「…お前に聞きたいことがある。」
本日、名無しは野猿と共にやってきたアジト内で険しい顔つきの仲間に囲まれた。
その筆頭はもちろんγ。
ほぼ無理やり大勢に中央のソファに座らされ、真剣な顔の上司に尋問のようなことを匂わされている。
何か問題が起きたのかと身構えたが。
「…お前、料理は作れるか。」
もはや杞憂に終わりそうだった。
「…子供の頃は多少してたけど。」
「そうか…実は俺たちで、姫に弁当を作ろうかと思っているんだが…」
弁当、という単語がストンとボスであるユニに繋がる。
我らがボスは一人だけ幼い体をしているので、会議などの食事で他の者と同じものを与えられても食べきれない。
しかし作り手や食材に申し訳ないと無理をして食べてしまうのだと前々からγに相談されていた。

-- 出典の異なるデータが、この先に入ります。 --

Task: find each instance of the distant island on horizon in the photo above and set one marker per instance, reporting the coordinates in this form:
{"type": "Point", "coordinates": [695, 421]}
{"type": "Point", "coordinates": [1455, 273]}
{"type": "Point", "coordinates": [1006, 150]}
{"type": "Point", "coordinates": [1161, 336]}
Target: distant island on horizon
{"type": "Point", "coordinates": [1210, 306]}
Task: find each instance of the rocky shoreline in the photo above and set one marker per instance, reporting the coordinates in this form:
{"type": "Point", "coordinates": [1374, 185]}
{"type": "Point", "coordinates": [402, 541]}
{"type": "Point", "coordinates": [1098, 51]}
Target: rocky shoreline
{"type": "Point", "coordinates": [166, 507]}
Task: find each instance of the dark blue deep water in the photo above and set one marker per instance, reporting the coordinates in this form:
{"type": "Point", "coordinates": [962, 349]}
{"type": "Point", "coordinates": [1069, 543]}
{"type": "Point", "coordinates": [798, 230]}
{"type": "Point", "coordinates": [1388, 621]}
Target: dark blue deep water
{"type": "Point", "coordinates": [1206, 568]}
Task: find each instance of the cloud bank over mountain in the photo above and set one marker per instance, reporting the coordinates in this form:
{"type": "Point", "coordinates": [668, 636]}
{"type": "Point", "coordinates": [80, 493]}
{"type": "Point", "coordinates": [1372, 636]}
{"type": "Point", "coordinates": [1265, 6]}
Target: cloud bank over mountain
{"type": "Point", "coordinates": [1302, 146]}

それで弁当の意味も理解したが、未だにこの部屋の空気はビリビリとはりつめている。
「時にお前は…何が作れる。」
「弁当内においてなら…卵焼き、とか。」
次の瞬間、ガシッとγに手を握られた。
「…よし!
卵料理は確保した!」
「日本の卵焼き悪くない!悪くないぞ!」
「良くやった弟!
黄色だ!救いだ!」
一斉に歓喜する男たちを前に、未だこのファミリーのテンションというものは難易度が高いと再認識する名無しだった。
「何かアニキ達の作れる料理で弁当作ろうとしたら、色合いがめちゃくちゃ悪かったらしいぜー。」
エプロンをつけてアジト内のキッチンで卵を混ぜているとき、近くでニンジンの皮を剥いていた野猿が有力情報を教えてくれた。

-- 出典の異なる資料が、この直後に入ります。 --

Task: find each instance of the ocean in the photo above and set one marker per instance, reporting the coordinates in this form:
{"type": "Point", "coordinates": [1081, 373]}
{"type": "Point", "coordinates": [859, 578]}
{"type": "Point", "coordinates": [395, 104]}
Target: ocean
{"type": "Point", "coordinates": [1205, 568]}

周りではおおよそ料理とは無縁そうな男達が各々何かを作っている。
「それであんなに。」
「そ、蓋開いて茶色じゃやばいんじゃね?
俺っちはよくわかんねーけど」
それは確かに切ない。
卵焼きの他にも野菜で彩りを取ることに決めたので、そんな光景は回避されそうだったが。
「γは何を作るって。」
「ハンバーグ。
アニキ料理ったら酒使うのしか知らねえから、すっげえ何作るか迷ってたけどな。
上手いんだぜーアニキ。」
「へえ。」
他愛ない会話を交わしている最中、名無しは不意に背中へ嫌な感覚がざわりと走ったのを感じた。